ALBUQUERQUE (KRQE) — Voicing frustration in response to the recent Albuquerque Police shooting that killed a homeless camper in the foothills, community members packed a Police Oversight Commission meeting Thursday, demanding action.

More than 20 people filled the Long Term Planning Committee Meeting of the Police Oversight Commission, most raising concerns about the shooting that killed James Boyd. About a dozen people spoke in all, including one woman who shared a story about her fear of calling police this week about a man who was having medical issues.

“As neighbors we were concerned that if we called 911 we didn’t know if a man would be killed,” said the woman.

However, many didn’t get a response they had hoped for as commissioners told them that the P.O.C. is mainly powerless to investigate and that the issue is not the purview of the comission’s “Long Term Planning Committee.”

“Whether you receive us or not, the community is angry and we as citizens demand that any place we speak on these issues ought to be respected,” said another man during public comment.

James Boyd was shot after a 3 hour standoff in the foothills. Video from a helmet camera appears to show Boyd turning around when two officers fired. APD Chief Gorden Eden says Boyd directly threatened a canine officer with two knives.
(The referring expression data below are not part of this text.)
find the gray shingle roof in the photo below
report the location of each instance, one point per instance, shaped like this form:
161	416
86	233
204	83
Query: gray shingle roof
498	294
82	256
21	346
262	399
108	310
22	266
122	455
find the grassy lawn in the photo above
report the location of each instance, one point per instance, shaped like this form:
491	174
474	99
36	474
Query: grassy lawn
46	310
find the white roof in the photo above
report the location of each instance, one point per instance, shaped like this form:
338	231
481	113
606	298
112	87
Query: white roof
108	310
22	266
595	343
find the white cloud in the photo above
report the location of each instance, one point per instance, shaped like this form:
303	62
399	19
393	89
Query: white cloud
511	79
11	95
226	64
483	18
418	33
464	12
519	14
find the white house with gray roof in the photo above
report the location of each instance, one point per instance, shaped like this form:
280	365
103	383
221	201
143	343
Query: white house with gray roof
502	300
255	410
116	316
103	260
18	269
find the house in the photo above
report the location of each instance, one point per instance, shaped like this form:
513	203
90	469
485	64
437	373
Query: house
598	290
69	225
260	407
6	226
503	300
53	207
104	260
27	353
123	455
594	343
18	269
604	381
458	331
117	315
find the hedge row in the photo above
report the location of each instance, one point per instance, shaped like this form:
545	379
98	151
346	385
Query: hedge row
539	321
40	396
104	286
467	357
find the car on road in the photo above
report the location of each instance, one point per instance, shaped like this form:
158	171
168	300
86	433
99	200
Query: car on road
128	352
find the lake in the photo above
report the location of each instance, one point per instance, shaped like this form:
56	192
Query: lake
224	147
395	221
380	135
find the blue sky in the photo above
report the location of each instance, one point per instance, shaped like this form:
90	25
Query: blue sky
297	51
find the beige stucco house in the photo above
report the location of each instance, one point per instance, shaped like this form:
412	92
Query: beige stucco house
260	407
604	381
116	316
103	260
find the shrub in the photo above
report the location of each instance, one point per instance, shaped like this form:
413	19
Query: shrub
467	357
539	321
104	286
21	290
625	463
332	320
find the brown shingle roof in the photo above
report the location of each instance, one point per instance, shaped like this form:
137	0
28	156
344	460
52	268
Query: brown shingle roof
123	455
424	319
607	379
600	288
At Tuesday’s Long Term Planning Committee meeting, three P.O.C. commissioners told people they really can’t do much about police shootings because the group has no oversight or authority to investigate.

However, those words helped shift conversation from doing something about the foothills shooting to giving the P.O.C. more power.

Albuquerque City Councilors Brad Winter and Ray Garduno are now working to draft an ordinance that would change the oversight commission’s rules, ideally to give it more power. Commissioners appeared to agree with many community members’ comments that change needs to happen for the commission to become “more effective.”

Commissioner Richard Shine honed in on giving the Oversight Commission and the Independent Review Office more power by commenting on the city’s appeal to the Las Cruces Police Department to do an independent investigation.

“If in fact the IRO (Independent Review Office) had independent authority to investigate, the Mayor wouldn’t have to in fact say, ‘Let’s go to Las Cruces to get an independent investigation.’ It could have been a civilian run investigation by a police oversight commission,” said Richard Shine, the chair of P.O.C.

KRQE News 13 recently spoke to Councilor Brad Winter about where the ordinance to change the P.O.C. stands. Winter said it would likely be another four weeks before a draft ordinance hits the city council floor.